Pensando en plural, no en singular
Como cristianos, tal vez estamos habituados al enfoque individualista tan propio de Occidente. Pensamos de una forma marcadamente egoísta, done el yo se manifiesta en cada elección de nuestras vidas. Esta cosmovisión, no podemos negar, incluye también nuestra interpretación de lo que significa el concepto «iglesia».
A diferencia del individualismo, el colectivismo sostiene que hay una interrelación entre los integrantes de la comunidad de la que el individuo forma parte, razón por la cual se comporta en función y en beneficio de la sociedad de la que forma parte. Así, los objetivos del grupo son más relevantes que los objetivos del individuo, que se dirige personalmente hacia el colectivo y para el colectivo. Por eso, hoy exploraremos de manera breve cómo funciona el entorno social colectivo del Nuevo Testamento, y qué lecciones podemos extraer de ello.
En la literatura judía del primer siglo aprendemos que nadie es autónomo y que siempre el bienestar colectivo de la comunidad a la que alguien pertenece debería predominar sobre su propio bienestar.

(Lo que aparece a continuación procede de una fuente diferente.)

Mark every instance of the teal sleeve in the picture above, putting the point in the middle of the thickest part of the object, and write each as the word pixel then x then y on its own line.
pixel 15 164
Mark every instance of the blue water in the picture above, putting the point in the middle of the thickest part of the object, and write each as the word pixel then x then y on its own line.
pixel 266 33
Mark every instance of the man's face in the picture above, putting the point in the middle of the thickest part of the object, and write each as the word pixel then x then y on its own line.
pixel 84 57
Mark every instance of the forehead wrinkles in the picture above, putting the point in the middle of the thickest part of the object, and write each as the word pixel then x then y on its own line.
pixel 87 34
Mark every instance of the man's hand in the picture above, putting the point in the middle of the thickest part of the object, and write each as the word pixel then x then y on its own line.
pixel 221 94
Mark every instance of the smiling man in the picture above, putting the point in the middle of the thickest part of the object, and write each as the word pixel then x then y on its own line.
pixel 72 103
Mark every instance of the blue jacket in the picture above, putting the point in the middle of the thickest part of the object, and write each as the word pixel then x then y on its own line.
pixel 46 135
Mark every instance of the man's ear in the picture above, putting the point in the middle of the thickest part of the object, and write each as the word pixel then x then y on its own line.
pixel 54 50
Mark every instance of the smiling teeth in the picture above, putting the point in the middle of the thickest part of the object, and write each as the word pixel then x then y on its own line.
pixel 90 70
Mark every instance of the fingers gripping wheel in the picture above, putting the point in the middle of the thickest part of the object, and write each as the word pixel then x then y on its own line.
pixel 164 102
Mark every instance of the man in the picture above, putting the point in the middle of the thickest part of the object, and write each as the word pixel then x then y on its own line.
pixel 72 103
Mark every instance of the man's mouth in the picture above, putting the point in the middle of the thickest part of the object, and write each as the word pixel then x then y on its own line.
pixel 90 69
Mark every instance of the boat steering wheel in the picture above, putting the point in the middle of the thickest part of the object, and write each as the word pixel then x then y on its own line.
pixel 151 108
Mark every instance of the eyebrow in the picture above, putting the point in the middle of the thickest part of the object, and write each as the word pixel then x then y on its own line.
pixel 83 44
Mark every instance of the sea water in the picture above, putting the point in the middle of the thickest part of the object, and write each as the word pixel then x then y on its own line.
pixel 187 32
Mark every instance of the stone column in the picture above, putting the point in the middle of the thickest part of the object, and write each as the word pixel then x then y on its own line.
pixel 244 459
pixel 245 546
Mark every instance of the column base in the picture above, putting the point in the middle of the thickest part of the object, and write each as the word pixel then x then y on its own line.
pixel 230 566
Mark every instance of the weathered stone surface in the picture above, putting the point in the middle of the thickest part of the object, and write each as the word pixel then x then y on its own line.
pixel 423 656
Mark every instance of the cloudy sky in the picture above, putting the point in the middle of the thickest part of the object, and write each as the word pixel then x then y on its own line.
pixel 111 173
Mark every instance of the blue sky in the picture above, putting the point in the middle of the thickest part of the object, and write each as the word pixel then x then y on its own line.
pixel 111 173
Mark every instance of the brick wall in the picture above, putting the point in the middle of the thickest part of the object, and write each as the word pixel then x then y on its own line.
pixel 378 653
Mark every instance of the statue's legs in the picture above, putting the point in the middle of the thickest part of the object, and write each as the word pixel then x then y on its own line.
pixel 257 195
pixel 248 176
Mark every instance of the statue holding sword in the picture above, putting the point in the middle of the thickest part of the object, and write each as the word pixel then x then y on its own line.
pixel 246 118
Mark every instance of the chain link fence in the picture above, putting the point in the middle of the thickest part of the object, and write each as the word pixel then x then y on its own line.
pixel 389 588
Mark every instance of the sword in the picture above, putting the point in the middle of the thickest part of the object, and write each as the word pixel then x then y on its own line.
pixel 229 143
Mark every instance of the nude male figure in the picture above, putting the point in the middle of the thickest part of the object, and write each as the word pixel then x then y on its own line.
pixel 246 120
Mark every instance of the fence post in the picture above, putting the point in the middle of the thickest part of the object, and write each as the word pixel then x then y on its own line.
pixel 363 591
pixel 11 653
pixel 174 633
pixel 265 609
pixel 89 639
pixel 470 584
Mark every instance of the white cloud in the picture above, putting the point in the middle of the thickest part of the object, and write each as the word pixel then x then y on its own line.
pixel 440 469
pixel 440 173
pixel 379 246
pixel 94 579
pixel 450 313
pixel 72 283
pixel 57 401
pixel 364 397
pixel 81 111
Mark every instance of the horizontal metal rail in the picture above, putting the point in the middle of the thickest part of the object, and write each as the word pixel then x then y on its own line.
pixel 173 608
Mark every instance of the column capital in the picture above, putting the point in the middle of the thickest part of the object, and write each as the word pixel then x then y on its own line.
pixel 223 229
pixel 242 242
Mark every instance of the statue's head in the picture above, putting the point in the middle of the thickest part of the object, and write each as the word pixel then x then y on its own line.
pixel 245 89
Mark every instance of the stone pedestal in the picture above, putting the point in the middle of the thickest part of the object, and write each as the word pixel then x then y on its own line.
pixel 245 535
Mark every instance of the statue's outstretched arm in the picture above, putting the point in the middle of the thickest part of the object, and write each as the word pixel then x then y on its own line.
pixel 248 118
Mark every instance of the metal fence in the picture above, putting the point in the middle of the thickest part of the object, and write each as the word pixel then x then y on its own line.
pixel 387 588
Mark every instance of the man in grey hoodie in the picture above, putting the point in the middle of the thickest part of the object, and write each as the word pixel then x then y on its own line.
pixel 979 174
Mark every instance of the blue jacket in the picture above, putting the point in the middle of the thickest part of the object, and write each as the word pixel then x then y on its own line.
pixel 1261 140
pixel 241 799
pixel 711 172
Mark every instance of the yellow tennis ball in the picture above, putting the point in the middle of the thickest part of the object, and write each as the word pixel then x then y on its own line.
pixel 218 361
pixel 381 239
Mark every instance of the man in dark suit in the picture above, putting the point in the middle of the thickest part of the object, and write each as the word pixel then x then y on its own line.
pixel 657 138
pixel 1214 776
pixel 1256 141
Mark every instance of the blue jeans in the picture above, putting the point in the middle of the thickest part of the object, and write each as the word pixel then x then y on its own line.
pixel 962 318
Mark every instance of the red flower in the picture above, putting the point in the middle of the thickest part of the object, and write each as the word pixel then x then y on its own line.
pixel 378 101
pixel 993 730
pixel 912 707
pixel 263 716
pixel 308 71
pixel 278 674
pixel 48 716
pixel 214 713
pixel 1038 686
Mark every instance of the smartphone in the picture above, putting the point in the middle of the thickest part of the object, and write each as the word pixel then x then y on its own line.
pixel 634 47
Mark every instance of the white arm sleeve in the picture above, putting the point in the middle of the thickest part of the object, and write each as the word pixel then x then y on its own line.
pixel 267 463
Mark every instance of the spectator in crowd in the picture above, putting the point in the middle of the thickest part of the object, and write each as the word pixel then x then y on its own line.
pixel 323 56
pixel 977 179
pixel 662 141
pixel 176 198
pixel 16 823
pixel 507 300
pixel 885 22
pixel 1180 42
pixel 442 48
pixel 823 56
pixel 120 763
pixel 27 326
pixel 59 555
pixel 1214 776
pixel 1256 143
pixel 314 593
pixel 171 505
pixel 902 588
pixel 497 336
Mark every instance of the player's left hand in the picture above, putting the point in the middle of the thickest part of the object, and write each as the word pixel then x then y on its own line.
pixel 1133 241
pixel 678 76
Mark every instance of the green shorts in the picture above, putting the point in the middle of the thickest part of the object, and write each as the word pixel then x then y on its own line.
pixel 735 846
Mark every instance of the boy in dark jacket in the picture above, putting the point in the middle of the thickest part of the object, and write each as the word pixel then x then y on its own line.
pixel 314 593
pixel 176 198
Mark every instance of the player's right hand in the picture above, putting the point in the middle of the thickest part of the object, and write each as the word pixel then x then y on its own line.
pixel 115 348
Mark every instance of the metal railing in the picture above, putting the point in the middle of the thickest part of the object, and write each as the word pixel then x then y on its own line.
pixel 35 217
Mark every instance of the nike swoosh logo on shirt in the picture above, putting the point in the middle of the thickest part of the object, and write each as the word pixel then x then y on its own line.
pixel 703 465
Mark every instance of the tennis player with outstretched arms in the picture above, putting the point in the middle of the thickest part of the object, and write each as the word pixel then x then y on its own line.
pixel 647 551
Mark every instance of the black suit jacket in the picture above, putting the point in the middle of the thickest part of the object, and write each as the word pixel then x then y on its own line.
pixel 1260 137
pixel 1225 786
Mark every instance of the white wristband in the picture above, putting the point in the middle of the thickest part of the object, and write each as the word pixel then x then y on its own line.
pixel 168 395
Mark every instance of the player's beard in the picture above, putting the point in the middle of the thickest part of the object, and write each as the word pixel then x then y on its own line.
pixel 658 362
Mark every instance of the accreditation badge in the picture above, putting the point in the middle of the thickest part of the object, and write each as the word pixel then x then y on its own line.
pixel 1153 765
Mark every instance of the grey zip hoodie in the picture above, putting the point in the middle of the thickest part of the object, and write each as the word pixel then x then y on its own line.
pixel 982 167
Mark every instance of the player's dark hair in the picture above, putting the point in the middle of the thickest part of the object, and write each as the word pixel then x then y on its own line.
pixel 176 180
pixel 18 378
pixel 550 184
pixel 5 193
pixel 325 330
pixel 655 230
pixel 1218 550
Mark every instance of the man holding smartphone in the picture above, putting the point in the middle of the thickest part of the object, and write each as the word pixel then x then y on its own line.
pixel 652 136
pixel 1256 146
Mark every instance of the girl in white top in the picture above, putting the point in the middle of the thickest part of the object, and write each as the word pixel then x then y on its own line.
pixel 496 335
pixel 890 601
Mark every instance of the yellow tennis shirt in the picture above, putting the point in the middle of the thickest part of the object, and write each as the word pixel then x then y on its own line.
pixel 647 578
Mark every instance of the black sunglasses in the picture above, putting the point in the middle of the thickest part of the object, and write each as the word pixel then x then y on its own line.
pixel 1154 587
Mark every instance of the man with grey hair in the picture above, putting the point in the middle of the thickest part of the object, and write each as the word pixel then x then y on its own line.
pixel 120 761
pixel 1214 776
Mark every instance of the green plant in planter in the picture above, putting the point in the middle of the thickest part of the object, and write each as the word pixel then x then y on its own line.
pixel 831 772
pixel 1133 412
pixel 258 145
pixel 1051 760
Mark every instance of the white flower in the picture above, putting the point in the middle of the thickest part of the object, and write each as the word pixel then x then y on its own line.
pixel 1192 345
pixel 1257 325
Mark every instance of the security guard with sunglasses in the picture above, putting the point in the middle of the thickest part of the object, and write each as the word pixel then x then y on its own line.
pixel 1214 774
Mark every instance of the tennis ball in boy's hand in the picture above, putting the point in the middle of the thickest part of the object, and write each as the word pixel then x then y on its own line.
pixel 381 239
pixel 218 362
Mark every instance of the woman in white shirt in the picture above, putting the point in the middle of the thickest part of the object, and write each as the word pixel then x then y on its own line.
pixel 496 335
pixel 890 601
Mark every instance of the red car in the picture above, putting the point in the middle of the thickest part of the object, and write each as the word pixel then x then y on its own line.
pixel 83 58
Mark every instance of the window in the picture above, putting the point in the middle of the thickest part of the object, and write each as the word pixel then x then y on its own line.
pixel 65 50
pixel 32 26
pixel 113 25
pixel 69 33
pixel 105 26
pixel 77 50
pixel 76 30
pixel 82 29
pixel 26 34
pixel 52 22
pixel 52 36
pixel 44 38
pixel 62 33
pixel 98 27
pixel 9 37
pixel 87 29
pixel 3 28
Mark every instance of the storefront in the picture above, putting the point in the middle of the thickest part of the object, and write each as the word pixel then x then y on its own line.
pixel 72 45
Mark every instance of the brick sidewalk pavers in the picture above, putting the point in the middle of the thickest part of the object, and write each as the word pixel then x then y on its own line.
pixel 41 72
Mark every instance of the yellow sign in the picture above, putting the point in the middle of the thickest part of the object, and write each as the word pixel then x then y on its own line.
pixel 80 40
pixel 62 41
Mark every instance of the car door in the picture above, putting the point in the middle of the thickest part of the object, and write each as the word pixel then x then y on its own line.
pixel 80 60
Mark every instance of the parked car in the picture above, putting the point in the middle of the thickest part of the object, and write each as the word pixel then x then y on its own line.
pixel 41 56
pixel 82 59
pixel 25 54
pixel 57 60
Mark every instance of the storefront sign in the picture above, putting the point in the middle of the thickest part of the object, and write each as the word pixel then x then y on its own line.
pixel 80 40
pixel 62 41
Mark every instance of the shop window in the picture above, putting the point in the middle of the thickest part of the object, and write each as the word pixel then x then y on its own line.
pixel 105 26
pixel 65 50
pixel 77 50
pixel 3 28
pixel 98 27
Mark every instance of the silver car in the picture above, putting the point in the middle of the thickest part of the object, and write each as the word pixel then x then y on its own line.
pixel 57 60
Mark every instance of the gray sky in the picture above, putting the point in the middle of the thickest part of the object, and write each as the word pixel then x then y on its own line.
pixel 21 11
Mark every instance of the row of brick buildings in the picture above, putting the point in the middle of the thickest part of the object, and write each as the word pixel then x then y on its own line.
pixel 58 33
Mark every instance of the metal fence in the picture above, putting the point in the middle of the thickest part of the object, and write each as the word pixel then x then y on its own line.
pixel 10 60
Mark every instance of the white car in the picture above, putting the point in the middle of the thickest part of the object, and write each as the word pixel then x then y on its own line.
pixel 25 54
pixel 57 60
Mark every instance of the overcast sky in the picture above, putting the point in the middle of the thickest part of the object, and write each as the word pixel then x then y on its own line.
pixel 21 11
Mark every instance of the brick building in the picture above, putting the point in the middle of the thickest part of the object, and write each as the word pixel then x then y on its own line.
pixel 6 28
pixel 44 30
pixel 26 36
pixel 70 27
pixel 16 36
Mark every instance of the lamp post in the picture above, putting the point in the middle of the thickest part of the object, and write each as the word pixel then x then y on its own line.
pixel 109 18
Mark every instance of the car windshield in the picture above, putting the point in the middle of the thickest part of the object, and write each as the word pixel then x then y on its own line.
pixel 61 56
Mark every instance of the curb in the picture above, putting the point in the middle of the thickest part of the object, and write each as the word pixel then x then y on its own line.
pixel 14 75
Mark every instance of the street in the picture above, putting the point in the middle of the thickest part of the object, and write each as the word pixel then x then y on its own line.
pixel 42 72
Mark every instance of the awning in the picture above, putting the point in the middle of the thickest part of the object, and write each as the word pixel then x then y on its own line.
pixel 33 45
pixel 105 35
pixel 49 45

Este principio es claramente explicado por Josefo, al afirmar lo siguiente: “En los sacrificios, primero debemos implorar por la salvación común, luego por nosotros mismos, ya que hemos nacido para la comunidad, y quien subordina su propio interés se hace más agradable a Dios” (Contra Apión, 2.24). Esta comunidad podría poseer una naturaleza religiosa, al igual que el conjunto filosófico al que pertenecían los fariseos y los saduceos. Por lo general, sin embargo, la atención se centraba en la familia, cuyo fundamento mantenía el sentido esencial de la cultura colectivista.
La genealogía de Jesús en Mateo y Lucas cumple esta función, conectando el presente de Jesús con los patriarcas bíblicos (Mat. 1:1-18; Luc. 3:23-38). En el contexto sociocultural del cual Jesús fue parte, la identidad del individuo tenía como base el árbol genealógico. Si los antepasados eran dignos, la persona era honrada por ser miembro de tal grupo. En caso contrario, la vergüenza lo acompañaba quizá de por vida (Juan 1:46). Al vincular a Jesús con Adán y Abraham, por lo tanto, los autores bíblicos buscan posicionar a Jesús dentro de un colectivo mayor y sin duda distinguido.
En la sociedad del Nuevo Testamento, esta verdad es indudablemente evidente. Bartimeo se relaciona con su progenitor, Timeo (Mar. 10:46), mientras que Leví lo hace con Alfeo (Mar. 2:14). Para aludir a las mujeres, los escritores las vinculan con sus maridos (Luc. 8:3) o con sus hijos (Mar. 15:40, 47). Pablo mismo se refiere a su linaje familiar, declarando ser descendiente de fariseos, un hebreo puro, sin contaminación, originario de la tribu de Benjamín (Fil. 3:5). Según Pablo, no obstante, esto no tiene relevancia, ya que lo que realmente importa en el reino de Dios es ser parte de la familia de Cristo (Fil. 3:8).
“QUIEN SIGUE A JESÚS Y ESTUDIA SU PALABRA COMPRENDE QUE EL ENFOQUE DE LA BIBLIA ES EVIDENTEMENTE GRUPAL”.
Pablo no es el único que comienza de esta manera, pues Jesús ya había señalado que la familia espiritual prevalece sobre la biológica. La iglesia a la cual el creyente pertenece es un cuerpo (1 Cor. 12:12-31), además de ser un edificio (1 Cor. 3:9-17; 2 Cor. 6:14-16; Efe. 2:19-22), y es a través de esta estructura metafórica que se alienta al cristiano a vivir en comunidad. No está de más recordar que Jesús sostiene que la recompensa final es otorgada a todos aquellos que, al unirse al pueblo de Dios, han decidido tomar la cruz de Cristo y seguirlo (Luc. 14:26, 27; Mat. 16:24-26; Mar. 8:34-37).
El Nuevo Testamento nos enseña a ser cuidadosos al considerar que la iglesia contemporánea deba interpretarse dentro de los límites individualistas que funcionan dentro de la comunidad de la cual el creyente forma parte. Aquella persona que sigue Jesús y estudia su Palabra comprende que el enfoque de la Biblia es evidentemente grupal. Es cierto que la salvación es personal (Juan 3:16-21; Gál. 2:16), y que cada individuo “tendrá que dar cuentas de sí a Dios” (Rom. 14:12, NVI). Sin embargo, también es verdad que el Señor nos insta a reconocer la unidad del cuerpo de Cristo como si este fuese un edificio vivo, donde somos llamados a estar atentos a las necesidades de los santos y a llorar con aquellos que lloran (Rom. 12:13, 15).